Sql-server – standard language/interface for programmatic ETL in SQL Server

etlsql server

I'm currently in the process of creating ETLs for our data warehouse. We're using SSIS 2008, but we're running into issues, the biggest of which is the difficulty in re-using components. We have separate packages for each table and each package takes as input a number of variables from a parent package. As we make changes to these input variables, we're required to go into each package (we have 15 or so now, but this number is going to grow significantly) and modify the package to deal with those changes. There are also other issues, including the inability to run arbitrary SQL for our extraction, poor logging capabilities, etc.

This entire process would be much more robust if there were a way develop our ETLs in code, enabling code reuse, common libraries, better unit tests, etc. Is there a de facto standard ETL language / API for SQL Server? I'm looking to avoid GUI tools as much as possible.

Edit: I should mention my background. I'm not a DBA and have no formal (or informal) DBA training, I've basically figured this stuff out as I went along, so there is every likelihood that I'm attempting to do inappropriate things with SSIS or approaching this ETL project from the wrong angle.

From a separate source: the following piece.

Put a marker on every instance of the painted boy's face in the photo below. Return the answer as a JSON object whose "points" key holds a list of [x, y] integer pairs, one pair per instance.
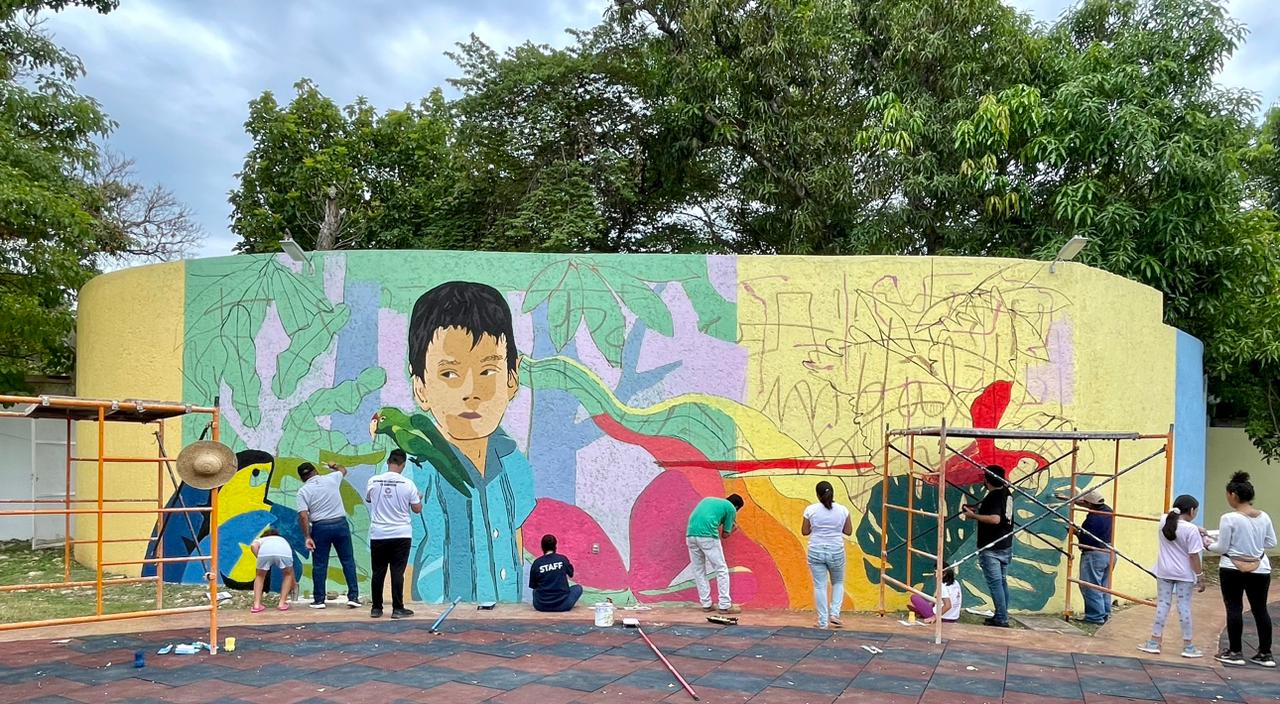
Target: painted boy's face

Also, I'm currently employed in state government, so any solutions that require the purchase of a new software package aren't within the realm of possibility.


Here's one of our tasks. We are using a single SSIS Package to load each table in our warehouse. Each Fact package and Dimension package are generally the same, they only differ in

  • Extractions from the source database
  • Manipulations in a Data Flow
  • Merges into the destination table

What I would like to be able to do (that I'm finding to be difficult to do in SSIS)

  • Load the extraction query from a text file. When developers are writing and testing their extraction queries, I should not have to manipulate their query in any way before SSIS runs it and I should not have to cut and paste the query into a DB Source object.
  • Test each component individually. I should be able to test the complete ETL process for an individual table in isolation, independent of other table loads.
  • Make modifications to the shared logic in one place, not have to edit each individual package. Every package loads data into the audit tables the same way, if I want to change the data that is loaded audited, I don't want to have to edit all 15 packages (this number is going to get much much larger over time).

The entire process feels like it would be much easier to implement and more robust if done programatically with proper use of shared code.

Best Answer

There is a tool that enables this - http://www.varigence.com/products/biml.html

There's a commerical version, but we also include some of the BIML functionality in BIDS Helper, a free tool. http://bidshelper.codeplex.com/

I'm happy to answer any questions that you might have about it.

This is a tool that my company provides.